Agenda 26/11/2013 às 12:05

Se as ME e EPP podem até o momento da assinatura do termo contratual providenciar eventual prova de regularidade fiscal, também podem fazer correção/saneamento de documentos marginais, para regularizar eventuais vícios de forma/preenchimento.

I – Introdução

O presente artigo possui como argumento central demonstrar a pertinência da teoria dos poderes implícitos no âmbito da Lei Complementar n. 123/06, especificamente na hipótese procedimental de um pregão eletrônico. Aduz-se, pois, que o plexo de informações a serem prestadas por uma Microempresa (ME) e/ou Empresa de Pequeno Porte (EPP) no curso de uma licitação, seja em qual modalidade for, dispõe de uma série de prerrogativas, tanto insculpidas no normativo complementar, quanto da lógica dispensada ao sistema por força do imperativo de tratamento favorecido àquelas espécies empresariais, consoante enunciado do artigo 170, inciso IX, da Constituição da República Federativa do Brasil de 1988.

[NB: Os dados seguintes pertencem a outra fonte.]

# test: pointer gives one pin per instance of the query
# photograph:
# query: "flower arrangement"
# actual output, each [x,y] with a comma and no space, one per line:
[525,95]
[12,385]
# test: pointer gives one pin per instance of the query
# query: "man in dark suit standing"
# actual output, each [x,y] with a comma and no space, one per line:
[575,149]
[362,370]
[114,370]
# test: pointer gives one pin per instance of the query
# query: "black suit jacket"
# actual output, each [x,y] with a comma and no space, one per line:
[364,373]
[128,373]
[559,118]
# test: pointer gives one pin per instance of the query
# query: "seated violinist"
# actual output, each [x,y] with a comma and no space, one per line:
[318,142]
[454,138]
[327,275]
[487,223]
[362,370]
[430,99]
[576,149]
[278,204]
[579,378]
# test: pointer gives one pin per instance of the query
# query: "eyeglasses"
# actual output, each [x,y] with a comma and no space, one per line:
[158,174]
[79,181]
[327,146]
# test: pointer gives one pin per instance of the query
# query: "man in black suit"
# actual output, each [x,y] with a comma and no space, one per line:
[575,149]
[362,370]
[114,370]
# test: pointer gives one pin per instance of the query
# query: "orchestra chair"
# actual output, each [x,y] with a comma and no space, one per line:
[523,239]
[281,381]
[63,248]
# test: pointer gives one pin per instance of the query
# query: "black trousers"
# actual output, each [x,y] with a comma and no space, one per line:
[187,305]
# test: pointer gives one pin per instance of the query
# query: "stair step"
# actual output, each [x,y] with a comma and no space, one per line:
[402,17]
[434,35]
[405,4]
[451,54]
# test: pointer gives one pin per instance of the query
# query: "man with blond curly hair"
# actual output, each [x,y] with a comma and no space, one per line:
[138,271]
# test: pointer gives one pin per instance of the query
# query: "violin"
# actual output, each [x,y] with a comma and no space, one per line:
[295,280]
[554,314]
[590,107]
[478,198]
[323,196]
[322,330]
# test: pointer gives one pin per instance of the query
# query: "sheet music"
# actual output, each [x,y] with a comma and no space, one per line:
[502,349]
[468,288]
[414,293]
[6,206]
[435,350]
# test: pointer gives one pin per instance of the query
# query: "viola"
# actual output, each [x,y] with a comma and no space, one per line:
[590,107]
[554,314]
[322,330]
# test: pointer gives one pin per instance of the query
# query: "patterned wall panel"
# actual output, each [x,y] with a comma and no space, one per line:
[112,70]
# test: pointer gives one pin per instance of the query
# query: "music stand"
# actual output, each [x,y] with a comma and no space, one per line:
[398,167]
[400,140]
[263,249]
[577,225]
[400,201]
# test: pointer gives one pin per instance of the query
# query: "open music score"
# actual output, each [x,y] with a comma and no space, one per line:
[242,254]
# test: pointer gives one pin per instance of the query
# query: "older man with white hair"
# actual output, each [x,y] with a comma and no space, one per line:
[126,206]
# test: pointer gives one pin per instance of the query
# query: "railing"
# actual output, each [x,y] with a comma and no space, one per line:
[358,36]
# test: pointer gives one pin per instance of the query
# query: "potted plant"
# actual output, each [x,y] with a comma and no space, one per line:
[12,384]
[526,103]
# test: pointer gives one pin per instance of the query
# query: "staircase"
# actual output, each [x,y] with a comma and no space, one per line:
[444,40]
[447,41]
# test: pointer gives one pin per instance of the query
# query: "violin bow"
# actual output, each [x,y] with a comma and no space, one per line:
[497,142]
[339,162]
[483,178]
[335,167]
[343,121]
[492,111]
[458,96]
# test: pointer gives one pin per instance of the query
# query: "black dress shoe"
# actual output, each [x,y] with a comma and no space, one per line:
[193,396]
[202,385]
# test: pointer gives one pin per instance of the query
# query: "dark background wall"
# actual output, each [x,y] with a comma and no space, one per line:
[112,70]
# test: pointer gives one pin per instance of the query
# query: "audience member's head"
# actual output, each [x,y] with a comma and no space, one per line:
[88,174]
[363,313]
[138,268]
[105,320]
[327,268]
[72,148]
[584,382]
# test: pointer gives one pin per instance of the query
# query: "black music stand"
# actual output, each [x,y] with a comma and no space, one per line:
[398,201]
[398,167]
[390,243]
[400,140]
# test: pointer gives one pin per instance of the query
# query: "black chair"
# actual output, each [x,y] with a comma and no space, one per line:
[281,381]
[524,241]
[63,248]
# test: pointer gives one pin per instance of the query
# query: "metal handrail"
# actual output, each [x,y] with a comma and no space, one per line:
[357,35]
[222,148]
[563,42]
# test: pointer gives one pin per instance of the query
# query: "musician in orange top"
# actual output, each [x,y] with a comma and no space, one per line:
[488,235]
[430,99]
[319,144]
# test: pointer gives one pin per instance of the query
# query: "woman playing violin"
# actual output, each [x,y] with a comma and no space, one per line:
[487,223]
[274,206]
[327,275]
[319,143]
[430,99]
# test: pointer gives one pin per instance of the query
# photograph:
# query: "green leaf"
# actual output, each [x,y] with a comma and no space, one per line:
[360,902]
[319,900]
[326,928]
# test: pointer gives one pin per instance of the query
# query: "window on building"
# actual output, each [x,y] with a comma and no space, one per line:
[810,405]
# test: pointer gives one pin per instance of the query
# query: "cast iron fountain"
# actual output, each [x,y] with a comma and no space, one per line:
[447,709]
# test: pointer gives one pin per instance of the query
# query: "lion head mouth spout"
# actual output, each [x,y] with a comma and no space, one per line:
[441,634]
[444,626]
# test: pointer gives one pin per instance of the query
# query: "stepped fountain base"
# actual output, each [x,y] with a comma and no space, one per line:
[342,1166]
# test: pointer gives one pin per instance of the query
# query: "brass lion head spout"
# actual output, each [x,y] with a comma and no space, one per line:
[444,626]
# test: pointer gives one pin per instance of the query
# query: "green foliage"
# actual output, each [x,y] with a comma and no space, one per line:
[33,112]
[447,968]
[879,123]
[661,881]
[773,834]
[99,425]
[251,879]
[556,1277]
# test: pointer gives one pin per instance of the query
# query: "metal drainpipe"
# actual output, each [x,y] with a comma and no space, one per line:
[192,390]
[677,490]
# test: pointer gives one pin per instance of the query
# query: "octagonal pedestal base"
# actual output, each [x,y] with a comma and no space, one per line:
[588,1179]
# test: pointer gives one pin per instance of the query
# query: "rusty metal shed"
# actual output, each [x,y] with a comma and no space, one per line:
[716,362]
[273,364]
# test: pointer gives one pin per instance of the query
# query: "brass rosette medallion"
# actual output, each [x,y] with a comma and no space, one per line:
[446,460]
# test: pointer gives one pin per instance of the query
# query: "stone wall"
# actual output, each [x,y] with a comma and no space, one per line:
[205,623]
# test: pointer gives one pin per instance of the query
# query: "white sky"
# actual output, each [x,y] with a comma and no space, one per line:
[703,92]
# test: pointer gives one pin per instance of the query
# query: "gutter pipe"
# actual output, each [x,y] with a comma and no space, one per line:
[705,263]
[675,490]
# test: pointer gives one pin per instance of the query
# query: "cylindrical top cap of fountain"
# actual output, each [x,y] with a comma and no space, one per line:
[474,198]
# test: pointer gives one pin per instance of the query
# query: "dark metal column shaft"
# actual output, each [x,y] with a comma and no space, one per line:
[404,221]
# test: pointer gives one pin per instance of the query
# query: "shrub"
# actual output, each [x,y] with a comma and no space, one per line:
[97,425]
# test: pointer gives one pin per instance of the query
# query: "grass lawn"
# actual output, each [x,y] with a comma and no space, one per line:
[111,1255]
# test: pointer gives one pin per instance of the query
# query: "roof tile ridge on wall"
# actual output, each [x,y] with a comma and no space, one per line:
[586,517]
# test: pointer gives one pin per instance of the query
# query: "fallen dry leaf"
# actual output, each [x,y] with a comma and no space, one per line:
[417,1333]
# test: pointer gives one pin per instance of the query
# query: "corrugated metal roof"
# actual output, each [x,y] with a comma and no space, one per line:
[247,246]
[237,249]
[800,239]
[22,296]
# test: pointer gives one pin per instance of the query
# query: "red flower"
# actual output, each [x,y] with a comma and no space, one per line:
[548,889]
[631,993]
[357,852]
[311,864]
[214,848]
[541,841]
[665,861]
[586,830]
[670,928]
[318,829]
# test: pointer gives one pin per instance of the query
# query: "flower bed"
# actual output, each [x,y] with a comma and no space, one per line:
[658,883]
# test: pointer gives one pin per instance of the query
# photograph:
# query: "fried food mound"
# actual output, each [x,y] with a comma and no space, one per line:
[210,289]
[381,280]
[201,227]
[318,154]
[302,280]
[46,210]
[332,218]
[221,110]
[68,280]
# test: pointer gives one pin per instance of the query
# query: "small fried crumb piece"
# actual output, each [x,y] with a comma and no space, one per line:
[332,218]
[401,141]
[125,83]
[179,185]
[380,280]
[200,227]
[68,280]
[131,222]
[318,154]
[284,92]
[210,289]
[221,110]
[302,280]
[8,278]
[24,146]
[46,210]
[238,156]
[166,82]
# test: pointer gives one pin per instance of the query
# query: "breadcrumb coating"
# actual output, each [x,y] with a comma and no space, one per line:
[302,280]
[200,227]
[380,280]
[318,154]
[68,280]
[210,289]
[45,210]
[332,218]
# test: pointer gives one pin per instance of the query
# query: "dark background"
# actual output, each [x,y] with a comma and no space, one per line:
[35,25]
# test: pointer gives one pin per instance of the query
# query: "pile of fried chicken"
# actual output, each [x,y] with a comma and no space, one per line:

A hipótese principal é a de que, num dado procedimento licitatório, o tratamento mais favorável destinado às ME e EPP interpretado em conformidade com a Lei Complementar n. 123/06, indica alguns poderes implícitos disponíveis, sobretudo relacionados à flexibilização da burocracia, quanto à postergação de prazos para apresentação de documentos, utilização acentuada do princípio da instrumentalidade das formas, alargamento da possibilidade de comprovação de capacidade técnica da empresa licitante por intermédio de contratos antigos já celebrados ou que estejam em execução, registros de atividades demonstrados por documentos hábeis fornecidos por órgãos públicos, ou pelo objeto do contrato social da empresa, também possibilidade de regularização fiscal posterior, desde que respeitada a razoabilidade.

Processualmente, a discussão de tais problemas, que trabalhamos ainda no campo teórico-doutrinário, está sendo realizada, enquanto teses de mérito, em dois mandados de segurança impetrados na Justiça Federal de São Paulo e do Rio de Janeiro. Em que pese ainda não sabermos ao certo se esta tese logrará êxito, é dever do leitor meditar a seu respeito, procurando identificar as razões ou mesmo as contradições do pensamento a seguir esposado.


II – Comentário sobre o caráter constitucional das ME e EPP na Constituição Econômica e na Justiça Social Corretiva

Prescreve o art. 170 da CFRB/88 (grifamos):

“A ordem econômica, fundada na valorização do trabalho e na livre iniciativa, tem por fim assegurar a todos existência digna, conforme os ditames da justiça social, observados os seguintes princípios: [...] IV – livre concorrência, [...] IX – tratamento favorecido para as empresas de pequeno porte constituídas sob as leis brasileiras que tenham sua sede e administração no País.”

       

De imediato podemos dizer que a inserção das Microempresas e das Empresas de Pequeno Porte no contexto de um tratamento diferenciado em nada obstaculiza os preceitos supramencionados da ordem econômica.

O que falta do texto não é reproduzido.